PREDICTING INVASION RISK USING MEASURES OF INTRODUCTION EFFORT AND ENVIRONMENTAL NICHE MODELS
- Citation data:
Ecological Applications, ISSN: 1051-0761, Vol: 17, Issue: 3, Page: 663-674
- Publication Year:
- Environmental Science; Biology; Life Sciences
The Chinese mitten crab (Eriocheir sinensis) is native to east Asia, is established throughout Europe, and is introduced but geographically restricted in North America. We developed and compared two separate environmental niche models using genetic algorithm for rule set prediction (GARP) and mitten crab occurrences in Asia and Europe to predict the species' potential distribution in North America. Since mitten crabs must reproduce in water with ≥15‰ salinity, we limited the potential North American range to freshwater habitats within the highest documented dispersal distance (1260 km) and a more restricted dispersal limit (354 km) from the sea. Applying the higher dispersal distance, both models predicted the lower Great Lakes, most of the eastern seaboard, the Gulf of Mexico and southern extent of the Mississippi River watershed, and the Pacific northwest as suitable environment for mitten crabs, but environmental match for southern states (below 35° N) was much lower for the European model. Use of the lower range with both models reduced the expected range, especially in the Great Lakes, Mississippi drainage, and inland areas of the Pacific Northwest. To estimate the risk of introduction of mitten crabs, the amount of reported ballast water discharge into major United States ports from regions in Asia and Europe with established mitten crab populations was used as an index of introduction effort. Relative risk of invasion was estimated based on a combination of environmental match and volume of unexchanged ballast water received (July 1999-December 2003) for major ports.
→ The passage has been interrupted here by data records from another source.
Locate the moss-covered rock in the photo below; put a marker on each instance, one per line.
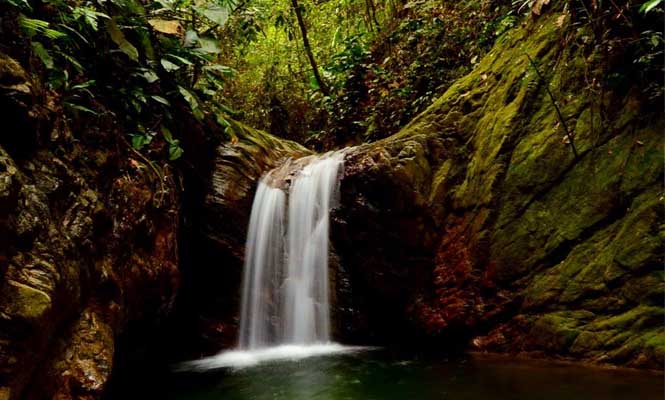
(88, 244)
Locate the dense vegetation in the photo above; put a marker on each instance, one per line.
(324, 73)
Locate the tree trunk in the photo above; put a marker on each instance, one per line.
(308, 50)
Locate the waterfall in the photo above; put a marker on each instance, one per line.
(285, 285)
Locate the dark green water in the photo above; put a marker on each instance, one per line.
(375, 375)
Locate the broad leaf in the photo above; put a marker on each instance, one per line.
(43, 55)
(119, 38)
(169, 27)
(217, 14)
(168, 65)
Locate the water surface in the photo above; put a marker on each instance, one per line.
(375, 375)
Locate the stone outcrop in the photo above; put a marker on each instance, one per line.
(88, 244)
(477, 225)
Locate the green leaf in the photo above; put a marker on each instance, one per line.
(20, 4)
(130, 6)
(149, 75)
(43, 55)
(169, 66)
(181, 59)
(217, 14)
(223, 69)
(37, 26)
(209, 46)
(79, 107)
(119, 38)
(191, 38)
(650, 5)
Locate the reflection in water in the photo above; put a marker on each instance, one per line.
(373, 375)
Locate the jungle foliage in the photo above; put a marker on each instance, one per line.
(325, 73)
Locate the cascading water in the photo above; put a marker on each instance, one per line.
(285, 288)
(284, 311)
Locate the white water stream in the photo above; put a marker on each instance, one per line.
(285, 307)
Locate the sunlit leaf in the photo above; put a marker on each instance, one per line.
(42, 54)
(217, 14)
(168, 65)
(210, 46)
(650, 5)
(169, 27)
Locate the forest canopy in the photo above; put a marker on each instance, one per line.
(324, 73)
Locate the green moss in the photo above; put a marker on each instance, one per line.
(557, 331)
(635, 318)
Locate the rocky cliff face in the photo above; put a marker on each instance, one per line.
(88, 245)
(479, 225)
(506, 233)
(216, 217)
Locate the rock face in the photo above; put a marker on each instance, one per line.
(216, 219)
(478, 225)
(86, 247)
(478, 220)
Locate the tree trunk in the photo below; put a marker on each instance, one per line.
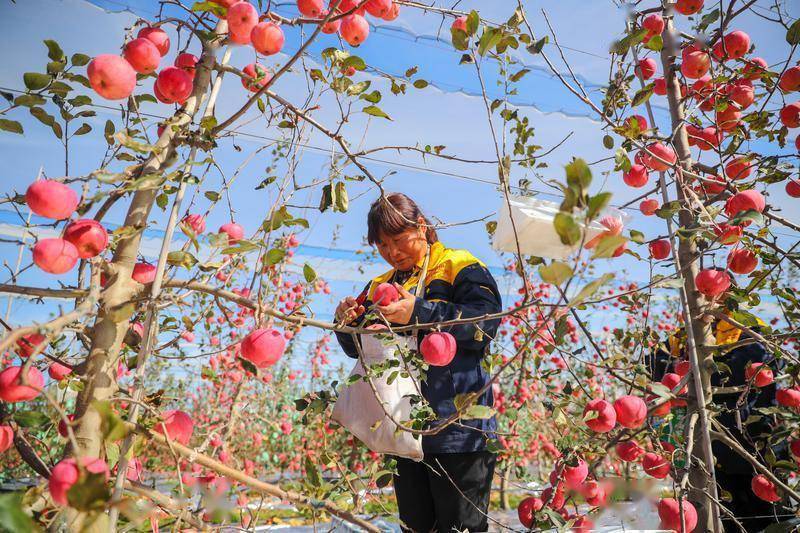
(115, 310)
(703, 489)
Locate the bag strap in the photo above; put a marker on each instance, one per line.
(423, 274)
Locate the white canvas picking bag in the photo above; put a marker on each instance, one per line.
(537, 236)
(357, 407)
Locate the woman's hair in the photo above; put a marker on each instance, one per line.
(393, 214)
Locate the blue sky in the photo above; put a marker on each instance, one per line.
(448, 112)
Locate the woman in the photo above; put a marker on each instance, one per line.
(450, 488)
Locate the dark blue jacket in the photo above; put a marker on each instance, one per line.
(456, 284)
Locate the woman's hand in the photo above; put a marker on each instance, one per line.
(348, 310)
(400, 311)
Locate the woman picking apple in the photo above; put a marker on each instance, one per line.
(450, 487)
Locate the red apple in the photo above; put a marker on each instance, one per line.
(257, 76)
(88, 236)
(312, 8)
(646, 67)
(187, 62)
(732, 46)
(669, 511)
(688, 7)
(712, 283)
(636, 177)
(179, 426)
(28, 343)
(263, 347)
(793, 186)
(790, 115)
(234, 231)
(742, 261)
(655, 465)
(55, 256)
(242, 18)
(175, 84)
(144, 273)
(695, 63)
(378, 8)
(51, 199)
(605, 419)
(57, 371)
(438, 348)
(660, 249)
(629, 450)
(111, 77)
(354, 29)
(158, 37)
(267, 38)
(648, 207)
(11, 388)
(631, 411)
(765, 489)
(790, 79)
(143, 55)
(745, 201)
(738, 169)
(653, 23)
(527, 509)
(66, 473)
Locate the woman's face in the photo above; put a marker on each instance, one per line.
(403, 250)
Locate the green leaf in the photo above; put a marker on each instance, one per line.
(83, 130)
(643, 95)
(519, 75)
(637, 236)
(473, 21)
(490, 37)
(11, 125)
(308, 273)
(656, 43)
(80, 60)
(112, 426)
(275, 256)
(108, 132)
(376, 111)
(459, 38)
(568, 230)
(555, 273)
(312, 473)
(590, 288)
(89, 493)
(54, 51)
(341, 202)
(793, 35)
(30, 419)
(12, 516)
(29, 100)
(750, 215)
(537, 47)
(597, 203)
(579, 174)
(181, 258)
(608, 245)
(35, 81)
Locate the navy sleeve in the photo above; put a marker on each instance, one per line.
(346, 339)
(475, 293)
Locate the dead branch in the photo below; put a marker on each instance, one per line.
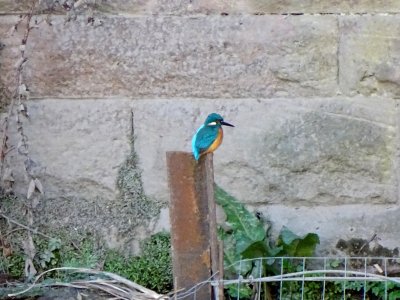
(119, 287)
(35, 231)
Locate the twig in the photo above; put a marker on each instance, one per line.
(367, 243)
(148, 293)
(24, 226)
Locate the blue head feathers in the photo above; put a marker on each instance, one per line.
(209, 136)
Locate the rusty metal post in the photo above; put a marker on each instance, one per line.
(191, 186)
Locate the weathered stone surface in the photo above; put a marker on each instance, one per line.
(369, 53)
(182, 7)
(80, 150)
(323, 6)
(181, 57)
(10, 41)
(296, 152)
(333, 223)
(79, 145)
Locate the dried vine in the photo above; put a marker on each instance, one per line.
(19, 95)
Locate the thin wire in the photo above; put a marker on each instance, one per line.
(336, 275)
(386, 292)
(344, 282)
(259, 284)
(240, 271)
(302, 284)
(323, 285)
(365, 281)
(281, 283)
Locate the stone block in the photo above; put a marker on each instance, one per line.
(80, 150)
(190, 7)
(296, 152)
(207, 56)
(322, 6)
(368, 55)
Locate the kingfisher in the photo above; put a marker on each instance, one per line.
(209, 136)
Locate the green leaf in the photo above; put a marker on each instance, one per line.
(395, 295)
(232, 258)
(256, 250)
(244, 224)
(243, 292)
(307, 245)
(286, 236)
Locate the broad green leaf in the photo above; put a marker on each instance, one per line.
(231, 259)
(240, 219)
(307, 245)
(287, 236)
(294, 245)
(260, 249)
(241, 292)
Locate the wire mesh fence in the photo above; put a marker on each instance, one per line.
(306, 278)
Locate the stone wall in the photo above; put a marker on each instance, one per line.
(311, 86)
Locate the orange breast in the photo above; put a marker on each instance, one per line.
(217, 142)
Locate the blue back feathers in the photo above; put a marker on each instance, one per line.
(206, 134)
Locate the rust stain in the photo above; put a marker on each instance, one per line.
(189, 226)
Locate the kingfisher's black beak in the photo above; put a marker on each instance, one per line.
(226, 124)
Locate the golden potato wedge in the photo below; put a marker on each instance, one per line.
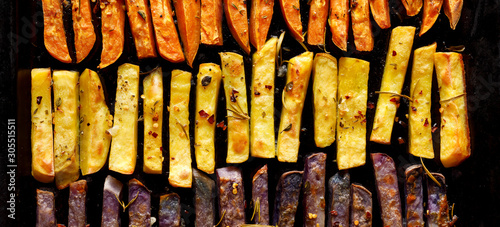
(180, 172)
(393, 78)
(324, 99)
(95, 120)
(123, 154)
(207, 94)
(430, 14)
(294, 94)
(419, 121)
(361, 25)
(233, 74)
(455, 138)
(66, 127)
(236, 16)
(351, 118)
(453, 10)
(153, 122)
(262, 136)
(291, 14)
(339, 22)
(42, 140)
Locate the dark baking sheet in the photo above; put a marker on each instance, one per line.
(473, 186)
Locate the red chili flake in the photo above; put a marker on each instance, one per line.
(203, 114)
(211, 119)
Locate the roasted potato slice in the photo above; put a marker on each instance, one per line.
(262, 136)
(123, 154)
(294, 94)
(66, 127)
(42, 140)
(95, 120)
(207, 94)
(153, 122)
(351, 118)
(233, 74)
(393, 78)
(455, 138)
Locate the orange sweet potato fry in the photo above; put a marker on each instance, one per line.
(167, 39)
(431, 12)
(261, 14)
(211, 22)
(361, 26)
(236, 16)
(189, 22)
(339, 22)
(112, 29)
(84, 29)
(54, 35)
(291, 13)
(453, 10)
(318, 13)
(139, 17)
(380, 12)
(412, 7)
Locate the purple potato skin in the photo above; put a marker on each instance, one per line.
(169, 214)
(204, 200)
(77, 204)
(45, 213)
(231, 196)
(386, 180)
(139, 212)
(287, 198)
(437, 202)
(414, 196)
(260, 193)
(340, 197)
(110, 205)
(361, 206)
(314, 190)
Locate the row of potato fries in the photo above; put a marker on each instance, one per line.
(153, 26)
(83, 126)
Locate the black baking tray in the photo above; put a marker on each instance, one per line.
(472, 186)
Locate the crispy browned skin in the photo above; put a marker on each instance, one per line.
(339, 22)
(139, 18)
(316, 28)
(188, 14)
(167, 39)
(380, 12)
(453, 10)
(431, 12)
(83, 27)
(113, 32)
(236, 16)
(261, 14)
(361, 25)
(54, 35)
(291, 13)
(412, 6)
(211, 22)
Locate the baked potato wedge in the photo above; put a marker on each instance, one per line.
(66, 127)
(233, 74)
(294, 94)
(95, 120)
(351, 118)
(42, 140)
(123, 154)
(180, 172)
(455, 138)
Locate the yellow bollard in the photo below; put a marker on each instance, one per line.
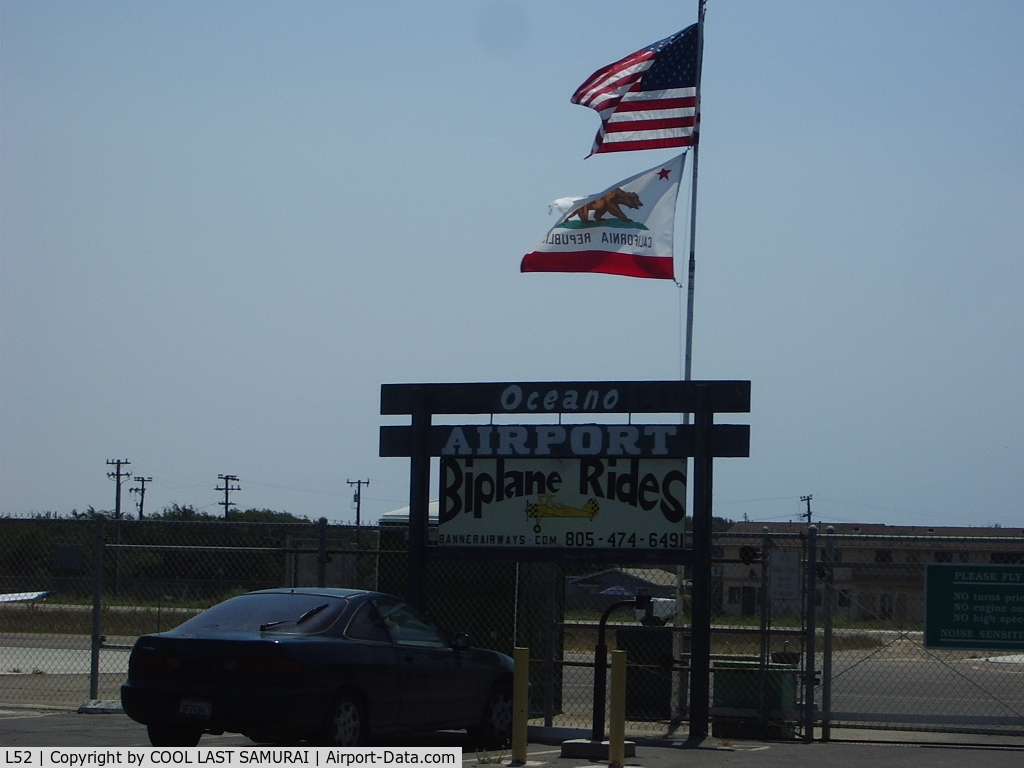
(520, 705)
(616, 712)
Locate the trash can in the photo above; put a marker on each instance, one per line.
(738, 689)
(648, 678)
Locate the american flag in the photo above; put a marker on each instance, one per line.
(648, 99)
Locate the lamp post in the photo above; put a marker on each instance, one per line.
(601, 663)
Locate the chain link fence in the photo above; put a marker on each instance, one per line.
(805, 638)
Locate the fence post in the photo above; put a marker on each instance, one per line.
(811, 582)
(97, 604)
(826, 650)
(322, 554)
(520, 706)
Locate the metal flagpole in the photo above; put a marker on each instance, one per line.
(688, 353)
(700, 594)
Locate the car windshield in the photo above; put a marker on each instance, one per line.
(287, 612)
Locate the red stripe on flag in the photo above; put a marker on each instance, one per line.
(653, 124)
(603, 262)
(652, 143)
(639, 104)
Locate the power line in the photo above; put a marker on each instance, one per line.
(357, 498)
(228, 479)
(807, 500)
(117, 475)
(141, 493)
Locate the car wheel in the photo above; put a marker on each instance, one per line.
(346, 722)
(495, 728)
(165, 734)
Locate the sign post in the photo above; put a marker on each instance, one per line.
(585, 492)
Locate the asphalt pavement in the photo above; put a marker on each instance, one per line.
(38, 727)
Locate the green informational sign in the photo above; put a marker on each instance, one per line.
(974, 606)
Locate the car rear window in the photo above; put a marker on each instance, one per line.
(285, 612)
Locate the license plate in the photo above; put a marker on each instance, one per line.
(196, 708)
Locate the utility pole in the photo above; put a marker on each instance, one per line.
(141, 493)
(228, 479)
(357, 498)
(119, 477)
(807, 500)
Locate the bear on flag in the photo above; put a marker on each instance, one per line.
(626, 229)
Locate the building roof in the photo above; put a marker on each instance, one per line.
(848, 528)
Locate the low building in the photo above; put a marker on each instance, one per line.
(878, 570)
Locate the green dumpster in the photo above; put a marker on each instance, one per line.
(739, 711)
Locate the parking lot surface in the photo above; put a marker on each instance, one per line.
(849, 749)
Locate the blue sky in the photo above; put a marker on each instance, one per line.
(224, 225)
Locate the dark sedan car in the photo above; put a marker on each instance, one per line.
(332, 666)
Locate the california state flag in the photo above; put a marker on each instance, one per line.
(626, 229)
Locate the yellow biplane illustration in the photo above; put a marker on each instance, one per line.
(546, 507)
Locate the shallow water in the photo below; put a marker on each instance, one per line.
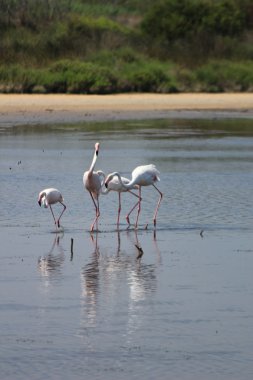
(183, 310)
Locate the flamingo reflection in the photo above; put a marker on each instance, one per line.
(115, 278)
(50, 264)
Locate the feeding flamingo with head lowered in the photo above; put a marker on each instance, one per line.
(48, 197)
(92, 182)
(144, 175)
(115, 185)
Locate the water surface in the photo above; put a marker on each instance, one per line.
(183, 310)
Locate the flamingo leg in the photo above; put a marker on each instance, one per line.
(55, 222)
(132, 209)
(119, 209)
(139, 208)
(64, 208)
(97, 214)
(158, 204)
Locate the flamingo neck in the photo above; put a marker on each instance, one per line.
(128, 185)
(93, 162)
(102, 175)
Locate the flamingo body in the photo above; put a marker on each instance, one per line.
(144, 175)
(119, 186)
(50, 196)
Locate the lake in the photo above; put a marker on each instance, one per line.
(97, 310)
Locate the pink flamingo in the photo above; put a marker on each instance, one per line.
(48, 197)
(115, 185)
(144, 175)
(92, 182)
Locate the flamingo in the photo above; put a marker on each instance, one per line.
(115, 185)
(48, 197)
(92, 182)
(144, 175)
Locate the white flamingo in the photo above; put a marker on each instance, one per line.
(48, 197)
(92, 182)
(115, 185)
(144, 175)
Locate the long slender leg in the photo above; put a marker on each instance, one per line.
(97, 213)
(139, 208)
(132, 209)
(55, 222)
(119, 209)
(158, 204)
(64, 208)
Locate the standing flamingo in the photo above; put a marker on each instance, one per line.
(48, 197)
(144, 175)
(115, 185)
(92, 182)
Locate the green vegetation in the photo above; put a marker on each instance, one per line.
(99, 46)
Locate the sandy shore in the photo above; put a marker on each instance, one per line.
(45, 109)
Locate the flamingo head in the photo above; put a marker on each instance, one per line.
(97, 148)
(39, 199)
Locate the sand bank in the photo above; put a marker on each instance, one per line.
(18, 109)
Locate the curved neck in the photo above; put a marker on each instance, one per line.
(102, 176)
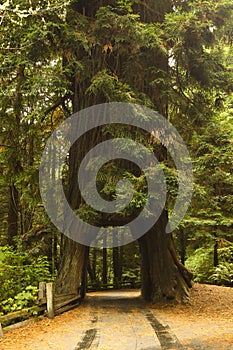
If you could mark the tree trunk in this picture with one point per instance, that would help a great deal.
(13, 208)
(69, 278)
(163, 276)
(105, 267)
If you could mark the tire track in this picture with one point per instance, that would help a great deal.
(167, 338)
(88, 338)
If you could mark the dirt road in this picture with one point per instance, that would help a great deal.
(121, 320)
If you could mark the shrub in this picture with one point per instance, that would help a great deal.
(20, 275)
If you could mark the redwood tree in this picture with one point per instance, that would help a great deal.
(108, 58)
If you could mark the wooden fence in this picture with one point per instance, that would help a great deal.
(48, 304)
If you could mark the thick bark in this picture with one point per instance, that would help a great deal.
(163, 276)
(105, 267)
(13, 209)
(71, 268)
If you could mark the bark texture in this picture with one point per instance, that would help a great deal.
(163, 275)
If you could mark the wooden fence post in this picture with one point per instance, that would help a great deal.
(50, 301)
(1, 331)
(42, 291)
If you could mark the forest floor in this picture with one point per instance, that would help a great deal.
(121, 320)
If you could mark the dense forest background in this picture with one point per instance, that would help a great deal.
(38, 45)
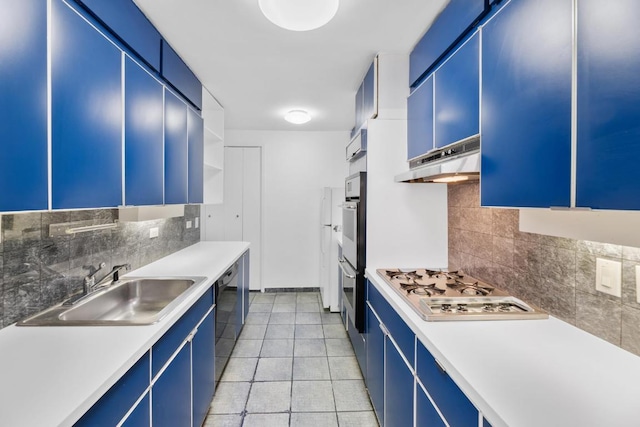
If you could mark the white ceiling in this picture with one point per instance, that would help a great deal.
(259, 71)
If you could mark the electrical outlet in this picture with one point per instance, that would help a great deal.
(638, 283)
(609, 277)
(154, 232)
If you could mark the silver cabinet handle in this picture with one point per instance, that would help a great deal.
(343, 267)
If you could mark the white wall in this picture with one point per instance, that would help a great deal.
(296, 165)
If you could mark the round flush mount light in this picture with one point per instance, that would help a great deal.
(299, 15)
(297, 117)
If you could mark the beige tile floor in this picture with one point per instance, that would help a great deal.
(293, 365)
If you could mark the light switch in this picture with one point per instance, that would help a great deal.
(638, 283)
(609, 277)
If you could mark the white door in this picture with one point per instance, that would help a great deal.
(243, 203)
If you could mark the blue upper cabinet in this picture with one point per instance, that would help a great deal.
(180, 76)
(130, 26)
(448, 28)
(457, 95)
(420, 120)
(143, 131)
(196, 152)
(176, 160)
(526, 105)
(608, 108)
(23, 103)
(86, 86)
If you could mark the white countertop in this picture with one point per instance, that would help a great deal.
(51, 376)
(524, 373)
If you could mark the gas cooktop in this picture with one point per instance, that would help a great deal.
(453, 295)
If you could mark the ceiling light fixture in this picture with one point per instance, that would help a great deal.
(455, 178)
(299, 15)
(297, 117)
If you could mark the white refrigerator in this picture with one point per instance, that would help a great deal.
(331, 231)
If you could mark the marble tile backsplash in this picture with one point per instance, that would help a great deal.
(557, 274)
(38, 271)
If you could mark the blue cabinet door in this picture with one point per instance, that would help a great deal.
(456, 408)
(143, 135)
(374, 377)
(426, 414)
(171, 393)
(526, 105)
(401, 333)
(203, 368)
(457, 95)
(141, 416)
(195, 136)
(176, 161)
(180, 76)
(86, 86)
(452, 23)
(398, 389)
(129, 25)
(23, 105)
(120, 398)
(608, 109)
(420, 120)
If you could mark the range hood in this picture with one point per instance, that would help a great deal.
(456, 162)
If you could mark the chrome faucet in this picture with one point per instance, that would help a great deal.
(90, 285)
(114, 275)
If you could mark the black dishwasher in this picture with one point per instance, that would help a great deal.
(226, 289)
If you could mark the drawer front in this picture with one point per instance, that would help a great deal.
(116, 402)
(398, 329)
(169, 343)
(456, 408)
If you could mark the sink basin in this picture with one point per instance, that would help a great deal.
(132, 301)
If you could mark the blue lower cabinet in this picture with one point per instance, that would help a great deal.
(120, 398)
(176, 159)
(23, 127)
(141, 415)
(167, 345)
(86, 114)
(398, 329)
(374, 376)
(420, 120)
(456, 408)
(398, 384)
(358, 343)
(143, 135)
(171, 393)
(203, 367)
(426, 414)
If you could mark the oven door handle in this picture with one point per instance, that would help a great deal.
(350, 207)
(345, 267)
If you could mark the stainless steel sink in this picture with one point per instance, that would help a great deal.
(132, 301)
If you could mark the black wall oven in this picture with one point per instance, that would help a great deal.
(354, 221)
The ports of Norfolk and Baltimore were most vulnerable to invasion and establishment, making Chesapeake Bay the most likely location to be invaded by mitten crabs in the United States. The next highest risk was predicted for Portland, Oregon. Interestingly, the port of Los Angeles/Long Beach, which has a large shipping volume, had a low risk of invasion. Ports such as Jacksonville, Florida, had a medium risk owing to small shipping volume but high environmental match. This study illustrates that the combination of environmental niche- and vector-based models can provide managers with more precise estimates of invasion risk than can either of these approaches alone. © 2007 by the Ecological Society of America.